In the case of my three sermons I had very little information and therefore praying about the sermon took on some urgency. The third sermon in particular took a bit of a twist at the end. The lessons included a reading from Amos warning those in the northern kingdom about their indifference to the corruption of their society while indulging in luxurious living. The reading from Luke was the story Jesus tells of the rich man and the poor beggar, Lazarus. While there were several elements of the story, in the light of the Amos reading it wasn’t hard to make the connection between the indifference of the wealthy of Israel and that of the rich man. The twist came because the congregation’s dedication was to St. Martin of Tours.
The best known story of St. Martin comes during his time as a catechumen, one being prepared for baptism. Here is the best known story of St. Martin (with thanks to Wikipedia): “While Martin was a soldier in the Roman army and stationed in Gaul (modern-day France), he experienced a vision, which became the most-repeated story about his life. One day as he was approaching the gates of the city of Amiens, he met a scantily clad beggar. He impulsively cut his military cloak in half to share with the man. That night, Martin dreamed of Jesus wearing the half-cloak he had given away. He heard Jesus say to the angels: ‘Martin, who is still but a catechumen, clothed me with this robe.’”

I included a retelling of that story to remind them that their name dedication was to a person who was not indifferent to the needs of the poor and was paying attention to the world surrounding him. This was not an injunction to do something they weren’t already doing.
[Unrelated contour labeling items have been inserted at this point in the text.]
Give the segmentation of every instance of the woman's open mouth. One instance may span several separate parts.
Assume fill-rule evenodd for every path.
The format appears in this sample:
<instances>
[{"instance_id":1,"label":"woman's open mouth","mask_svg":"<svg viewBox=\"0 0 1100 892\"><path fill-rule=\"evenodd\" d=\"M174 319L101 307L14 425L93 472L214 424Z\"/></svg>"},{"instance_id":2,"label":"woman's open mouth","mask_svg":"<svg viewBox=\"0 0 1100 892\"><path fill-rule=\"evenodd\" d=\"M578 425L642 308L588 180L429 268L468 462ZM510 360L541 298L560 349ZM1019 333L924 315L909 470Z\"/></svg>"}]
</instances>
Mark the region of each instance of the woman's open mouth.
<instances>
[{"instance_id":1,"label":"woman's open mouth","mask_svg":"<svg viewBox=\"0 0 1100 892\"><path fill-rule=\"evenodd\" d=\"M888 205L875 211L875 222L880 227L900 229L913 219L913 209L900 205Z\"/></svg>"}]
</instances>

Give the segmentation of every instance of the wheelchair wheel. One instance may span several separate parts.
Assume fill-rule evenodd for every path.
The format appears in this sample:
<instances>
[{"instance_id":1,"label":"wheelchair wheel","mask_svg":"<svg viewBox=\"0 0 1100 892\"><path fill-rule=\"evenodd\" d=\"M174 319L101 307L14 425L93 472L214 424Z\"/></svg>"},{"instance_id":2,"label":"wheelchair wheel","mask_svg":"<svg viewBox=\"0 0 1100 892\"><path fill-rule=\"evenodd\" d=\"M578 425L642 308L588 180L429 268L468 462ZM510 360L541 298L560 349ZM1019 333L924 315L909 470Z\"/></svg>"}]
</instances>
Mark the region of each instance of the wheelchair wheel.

Rather it was intended to show them that their current practices were a fulfilling of divine purpose they had received when taking on the name of St. Martin’s church.
One further twist in that sermon came after we’d arrived at the church and I was reviewing the bulletin before the 8:00a service. In the announcements there was a longish paragraph on being a “DIY” congregation. Their rector had resigned early in September, thus the reason for supply clergy. In the clergy-centric culture of the Episcopal Church, the departure of the priest can leave a congregation feeling adrift and uncertain. The main point of that article was to remind them that they have, in fact, always been a congregation that took care of the things that made up Christian community and that life would be “business as usual” as they started searching for a new priest. When added to the lessons and the connection with St. Martin, this provided an unexpected conclusion to the sermon for that morning.
One might ask how any of this story relates to the priesthood of Christ and what it means to be “in Christ.” To answer that I need to go back to the distinction made between the priest/presbyter and the priest/hierus made in earlier posts on this subject. My status as a priest/presbyter gave me a platform to speak to this congregation, but that’s really all it gave me. If I were going to be for them a priest/hierus then I would need to bring God’s word and God’s blessing to their life as a Christian community. In order to do that I would need pray actively in seeking what God wanted said and pray passively in paying attention to things around me that God was orchestrating.
Those actions do not require ordination as a priest/presbyter. For that period, and precisely because I did not know what to say to that community, I was able to be “in Christ” for an extended period. What the effect of what I spoke and on whom I do not know. I spoke priestly (hierus) words of blessing and encouragement. That is, I believe, what I was supposed to do. Everything else from there is God’s problem, not mine.
Now this may seem a rather trivial example in the light of the acts of Adam’s priesthood to separate, abuse, wound and destroy. But even a cursory review of stories from the Bible demonstrates that God’s plans are not worked out as grandiose schemes but through ordinary people in ordinary places. Whether it is Abraham, or the young Samuel or David, or the young Jeremiah or Mary the mother of Jesus or the fishermen Jesus chose, we dare not despise the small things that appear to be God’s favored way of working.
The priesthood of Christ, the antidote to the broken priesthood of Adam, is the Christ-directed acts of common men and women who take the time and effort to live “in Christ” and thus become agents for Christ’s healing in unexpected ways.
[Jesus] also said, “The kingdom of God is as if someone would scatter seed on the ground, and would sleep and rise night and day, and the seed would sprout and grow, he does not know how. The earth produces of itself, first the stalk, then the head, then the full grain in the head. But when the grain is ripe, at once he goes in with his sickle, because the harvest has come.”
(Mark 4:26-29)

I miss your sermons, Jack. They were always pertinent. St. Martin’s is blessed to have had you as supply!